Goal: To find all critical variables that influence time to death so as to not record unneeded variables in future observations.
Call:
coxph(formula = Surv(time, DEATH_EVENT) ~ age + anaemia + creatinine_phosphokinase +
ejection_fraction + serum_creatinine + serum_sodium + hypertension,
data = HF)
coef exp(coef) se(coef) z p
age 4.357e-02 1.045e+00 8.831e-03 4.934 8.05e-07
anaemia1 4.460e-01 1.562e+00 2.150e-01 2.074 0.0380
creatinine_phosphokinase 2.101e-04 1.000e+00 9.825e-05 2.138 0.0325
ejection_fraction -4.747e-02 9.536e-01 1.027e-02 -4.621 3.82e-06
serum_creatinine 3.139e-01 1.369e+00 6.895e-02 4.552 5.31e-06
serum_sodium -4.569e-02 9.553e-01 2.336e-02 -1.956 0.0505
hypertensionPresent 4.965e-01 1.643e+00 2.137e-01 2.324 0.0201
Likelihood ratio test=80.58 on 7 df, p=1.048e-14
n= 299, number of events= 96
This above selection of variables was derived from performing backward stepwise selection. 3 other variables were eliminated.

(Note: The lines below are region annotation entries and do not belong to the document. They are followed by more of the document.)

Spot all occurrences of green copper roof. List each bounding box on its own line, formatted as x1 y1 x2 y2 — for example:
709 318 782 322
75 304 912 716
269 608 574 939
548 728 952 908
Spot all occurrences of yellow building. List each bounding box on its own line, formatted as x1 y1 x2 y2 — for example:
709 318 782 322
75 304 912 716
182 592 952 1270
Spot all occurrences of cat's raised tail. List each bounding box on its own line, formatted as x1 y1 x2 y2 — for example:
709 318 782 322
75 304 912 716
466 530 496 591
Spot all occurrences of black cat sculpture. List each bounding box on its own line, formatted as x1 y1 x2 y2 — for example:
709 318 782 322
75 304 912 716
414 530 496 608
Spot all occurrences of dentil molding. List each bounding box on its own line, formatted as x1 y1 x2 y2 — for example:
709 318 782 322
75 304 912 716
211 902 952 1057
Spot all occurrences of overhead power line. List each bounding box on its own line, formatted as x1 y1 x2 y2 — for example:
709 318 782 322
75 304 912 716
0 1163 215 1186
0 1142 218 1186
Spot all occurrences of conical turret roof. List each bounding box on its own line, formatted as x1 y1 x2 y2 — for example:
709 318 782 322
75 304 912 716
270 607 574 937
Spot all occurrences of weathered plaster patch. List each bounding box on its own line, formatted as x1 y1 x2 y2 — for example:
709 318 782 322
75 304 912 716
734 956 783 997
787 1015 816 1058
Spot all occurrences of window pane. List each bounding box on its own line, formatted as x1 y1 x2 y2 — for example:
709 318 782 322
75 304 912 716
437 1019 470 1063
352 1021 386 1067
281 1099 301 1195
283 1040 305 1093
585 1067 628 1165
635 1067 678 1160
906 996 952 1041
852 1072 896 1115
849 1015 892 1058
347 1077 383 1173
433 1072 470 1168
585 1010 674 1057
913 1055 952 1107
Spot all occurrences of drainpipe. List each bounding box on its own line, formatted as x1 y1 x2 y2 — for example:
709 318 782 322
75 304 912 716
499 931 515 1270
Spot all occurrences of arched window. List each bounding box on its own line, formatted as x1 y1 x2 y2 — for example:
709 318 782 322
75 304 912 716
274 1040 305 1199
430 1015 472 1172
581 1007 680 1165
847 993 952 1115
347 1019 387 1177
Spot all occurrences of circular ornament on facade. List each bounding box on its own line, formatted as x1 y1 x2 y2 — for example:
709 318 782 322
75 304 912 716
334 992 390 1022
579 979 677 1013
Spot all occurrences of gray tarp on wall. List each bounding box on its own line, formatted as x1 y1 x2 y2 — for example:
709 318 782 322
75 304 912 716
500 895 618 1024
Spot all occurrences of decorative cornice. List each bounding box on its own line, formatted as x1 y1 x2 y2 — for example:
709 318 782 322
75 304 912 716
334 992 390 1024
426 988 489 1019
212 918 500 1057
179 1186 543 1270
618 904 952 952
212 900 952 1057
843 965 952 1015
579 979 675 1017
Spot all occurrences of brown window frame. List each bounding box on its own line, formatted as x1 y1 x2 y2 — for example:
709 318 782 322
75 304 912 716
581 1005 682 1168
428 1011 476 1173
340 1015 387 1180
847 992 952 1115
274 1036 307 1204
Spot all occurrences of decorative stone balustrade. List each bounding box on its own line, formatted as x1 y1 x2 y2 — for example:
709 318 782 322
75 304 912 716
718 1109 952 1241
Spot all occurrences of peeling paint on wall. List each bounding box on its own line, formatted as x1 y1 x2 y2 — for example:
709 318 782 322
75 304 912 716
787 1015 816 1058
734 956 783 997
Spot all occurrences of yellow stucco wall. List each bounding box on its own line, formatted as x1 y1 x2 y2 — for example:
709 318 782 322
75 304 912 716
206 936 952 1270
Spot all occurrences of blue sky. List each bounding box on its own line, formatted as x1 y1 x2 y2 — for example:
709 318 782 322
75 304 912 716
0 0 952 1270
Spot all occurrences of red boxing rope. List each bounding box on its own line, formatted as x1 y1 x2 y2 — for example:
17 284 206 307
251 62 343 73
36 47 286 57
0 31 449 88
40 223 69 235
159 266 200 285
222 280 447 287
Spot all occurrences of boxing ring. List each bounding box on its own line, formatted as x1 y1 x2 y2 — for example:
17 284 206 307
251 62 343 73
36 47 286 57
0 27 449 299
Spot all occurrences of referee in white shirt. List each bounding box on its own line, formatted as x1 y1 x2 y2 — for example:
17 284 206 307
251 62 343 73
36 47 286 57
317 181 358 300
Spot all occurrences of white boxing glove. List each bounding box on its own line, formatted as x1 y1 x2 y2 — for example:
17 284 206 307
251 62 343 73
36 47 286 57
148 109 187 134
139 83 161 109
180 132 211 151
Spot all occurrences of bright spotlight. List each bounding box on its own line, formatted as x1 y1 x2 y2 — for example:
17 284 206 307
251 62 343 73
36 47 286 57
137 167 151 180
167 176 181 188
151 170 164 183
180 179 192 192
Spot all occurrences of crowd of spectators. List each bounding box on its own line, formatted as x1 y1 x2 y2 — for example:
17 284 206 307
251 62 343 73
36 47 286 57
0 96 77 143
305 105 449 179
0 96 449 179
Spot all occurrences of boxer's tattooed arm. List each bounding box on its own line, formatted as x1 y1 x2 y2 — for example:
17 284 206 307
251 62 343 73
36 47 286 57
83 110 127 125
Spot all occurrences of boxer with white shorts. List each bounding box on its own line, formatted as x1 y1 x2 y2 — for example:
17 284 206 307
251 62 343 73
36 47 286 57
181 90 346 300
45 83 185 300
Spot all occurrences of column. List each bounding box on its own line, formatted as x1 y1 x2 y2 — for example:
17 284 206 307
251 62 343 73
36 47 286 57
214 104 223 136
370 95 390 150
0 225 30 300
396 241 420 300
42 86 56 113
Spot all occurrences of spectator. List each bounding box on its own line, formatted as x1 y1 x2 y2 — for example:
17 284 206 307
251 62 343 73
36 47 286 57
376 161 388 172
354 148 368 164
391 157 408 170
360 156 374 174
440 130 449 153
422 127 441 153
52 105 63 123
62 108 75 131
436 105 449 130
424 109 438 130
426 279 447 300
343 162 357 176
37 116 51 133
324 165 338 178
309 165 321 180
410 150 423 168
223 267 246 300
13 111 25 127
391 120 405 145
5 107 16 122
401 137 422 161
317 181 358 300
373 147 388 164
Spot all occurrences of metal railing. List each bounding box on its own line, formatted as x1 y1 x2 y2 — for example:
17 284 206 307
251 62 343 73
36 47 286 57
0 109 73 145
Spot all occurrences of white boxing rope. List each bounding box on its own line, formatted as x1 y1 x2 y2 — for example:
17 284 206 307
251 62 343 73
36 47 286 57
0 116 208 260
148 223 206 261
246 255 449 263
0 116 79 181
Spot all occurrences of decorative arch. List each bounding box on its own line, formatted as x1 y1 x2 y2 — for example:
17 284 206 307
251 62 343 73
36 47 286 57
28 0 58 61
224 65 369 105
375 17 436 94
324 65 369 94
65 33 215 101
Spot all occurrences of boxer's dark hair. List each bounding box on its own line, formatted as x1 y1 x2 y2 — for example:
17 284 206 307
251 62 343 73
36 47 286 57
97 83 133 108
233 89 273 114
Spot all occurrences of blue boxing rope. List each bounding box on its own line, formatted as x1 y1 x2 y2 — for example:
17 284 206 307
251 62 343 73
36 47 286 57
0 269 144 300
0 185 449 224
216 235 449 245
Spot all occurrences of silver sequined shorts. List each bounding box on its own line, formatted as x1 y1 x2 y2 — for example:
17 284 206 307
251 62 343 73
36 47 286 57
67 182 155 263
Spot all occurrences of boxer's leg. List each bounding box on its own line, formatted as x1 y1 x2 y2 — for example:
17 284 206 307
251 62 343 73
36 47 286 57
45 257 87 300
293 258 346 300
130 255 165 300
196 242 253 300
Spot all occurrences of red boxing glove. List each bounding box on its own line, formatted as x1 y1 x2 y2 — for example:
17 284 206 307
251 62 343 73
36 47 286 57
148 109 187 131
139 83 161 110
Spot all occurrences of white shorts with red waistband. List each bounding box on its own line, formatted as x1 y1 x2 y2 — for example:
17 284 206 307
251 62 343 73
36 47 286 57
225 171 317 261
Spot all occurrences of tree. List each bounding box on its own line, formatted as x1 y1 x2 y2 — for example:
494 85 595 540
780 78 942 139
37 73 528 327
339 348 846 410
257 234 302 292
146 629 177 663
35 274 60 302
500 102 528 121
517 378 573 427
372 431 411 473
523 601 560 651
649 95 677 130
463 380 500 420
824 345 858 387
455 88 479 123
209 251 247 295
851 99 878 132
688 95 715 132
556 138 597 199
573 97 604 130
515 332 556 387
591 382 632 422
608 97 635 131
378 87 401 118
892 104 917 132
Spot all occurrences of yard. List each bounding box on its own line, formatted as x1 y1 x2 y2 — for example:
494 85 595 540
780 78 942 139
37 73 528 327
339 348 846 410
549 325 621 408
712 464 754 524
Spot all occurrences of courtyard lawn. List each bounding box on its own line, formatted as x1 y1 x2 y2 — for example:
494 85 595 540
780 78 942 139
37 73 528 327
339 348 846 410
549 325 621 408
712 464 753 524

If you look at serum_sodium
, you'll see a p-value of 0.0505 which is just over alpha = 0.05. I've never run into a situation in which the p-value is that close to alpha.
What steps are usually taken to decide on whether to include it or not?
Update
I performed a likelihood ratio test between the models and the null hypothesis, both models perform equally well, was not rejected. In the end, I dropped the variable but would appreciate responses had I not chosen this route.